Governor of Chuuk State
- In office April 1997 – April 19, 2005
- Lieutenant: Manuel D. Sound
- Preceded by: Marcellino Umwech
- Succeeded by: Wesley Simina

= Ansito Walter =

Micronesian politician and academic

Ansito Walter is a politician and academic from the Federated States of Micronesia (FSM).

Walter served as the Governor of Chuuk State for two consecutive terms from April 1997 to April 19, 2005. He was succeeded by Wesley Simina in 2005.

Walter obtained a doctorate in philosophy from the former United States International University, which has since merged to form Alliant International University. He has worked as an academic at several universities throughout the Micronesia region since 1986, within and outside the FSM. In 2006, Walter joined the faculty of the School of Business and Public Administration of the University of Guam, where he has focused on expanding programs and curriculum for students of Chuukese descent.
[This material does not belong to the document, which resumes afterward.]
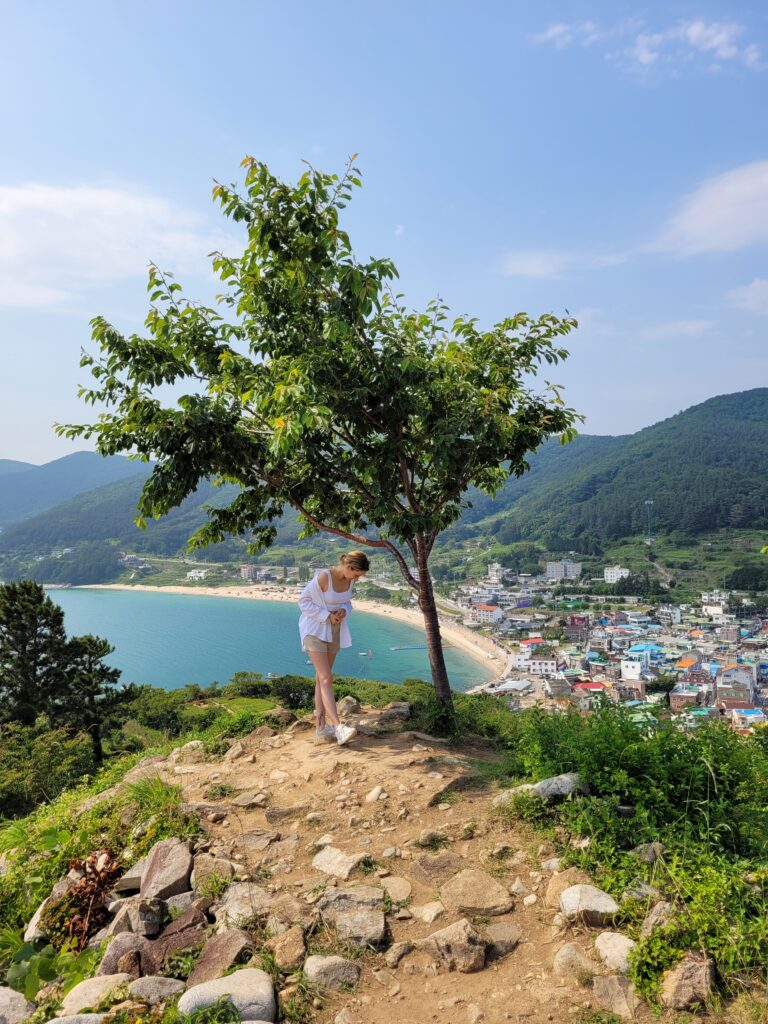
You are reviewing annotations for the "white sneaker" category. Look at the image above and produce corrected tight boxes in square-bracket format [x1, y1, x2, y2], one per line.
[335, 724, 357, 746]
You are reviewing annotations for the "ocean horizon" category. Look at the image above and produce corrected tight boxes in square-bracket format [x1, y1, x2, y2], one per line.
[47, 588, 493, 691]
A founding member of the Center for Micronesian Empowerment, Walter also sits on the board of directors of the Pacific Asia Travel Association and the Guam Charter Schools Policy Board.

In January 2011, newly inaugurated Guam Governor Eddie Calvo appointed Walter to the Guam Education Board. Calvo was forced to withdraw Walter's nomination, however, because he was not a U.S. citizen.